The Confederation of African Football (CAF) has not completed its internal investigation into allegations that CAF Referees Committee President Oliver Safari influenced officiating during the 2025 Africa Cup of Nations final. Acting General Secretary Samson Adamu confirmed the probe remains ongoing, with no conclusions reached. Safari is alleged to have told final referee Jerson Dos Santos to "preserve the match" by avoiding yellow cards to Senegalese players. Adamu stressed that CAF is fully committed to the investigative process and will not make any decisions until it concludes. "CAF is following the process entirely until it's done," Adamu said. "Until then, CAF is only going to concentrate on making sure that we go through the process until the end and there is nothing whatsoever about taking a decision until the end." The allegations have triggered calls for Safari to step down, with critics accusing him of attempting to sway the match's outcome through indirect pressure on the officiating team. No disciplinary action has been taken against Safari pending the final report.
The most striking aspect of this unfolding situation is not the allegation itself, but the prolonged silence and lack of interim action from CAF despite the gravity of the claim—a directive to protect a specific team from disciplinary measures in a continental final. This reflects a structural hesitation to confront power within its own ranks, even when the credibility of the tournament's integrity is at stake. When the head of refereeing is accused of manipulating a final through coded instructions, the mere perception of bias undermines every decision made on the pitch.

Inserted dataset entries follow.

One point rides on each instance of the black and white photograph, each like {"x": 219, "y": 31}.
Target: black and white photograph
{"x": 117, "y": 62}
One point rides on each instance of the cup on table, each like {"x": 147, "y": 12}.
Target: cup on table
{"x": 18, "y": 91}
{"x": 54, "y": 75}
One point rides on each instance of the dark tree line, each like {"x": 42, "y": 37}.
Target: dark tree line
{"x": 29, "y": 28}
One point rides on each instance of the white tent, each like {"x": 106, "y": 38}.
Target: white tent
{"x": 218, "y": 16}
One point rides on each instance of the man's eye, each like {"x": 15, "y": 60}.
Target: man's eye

Tactically, the case exposes a dangerous precedent: if a match can be "preserved" through restraint on bookings, it suggests that control can be exerted not through overt interference, but through omission. The fact that referee Jerson Dos Santos did not issue a single yellow card to Senegal players during the final, as alleged, raises operational concerns about consistency and autonomy. CAF's insistence on due process is valid, but the delay in addressing such a serious claim risks normalizing impunity in officiating governance.
No Nigerian or African player was directly involved in the incident, and the matter does not reflect on player performance. However, for Nigerian fans and Super Eagles followers, this highlights the broader challenges of fairness in continental competitions. If top officials are perceived as untouchable, it weakens trust in the system that governs African football.
The next critical moment will be the release of the investigation's findings—whenever that comes—and whether CAF enforces accountability with the same rigor it demands from players and coaches.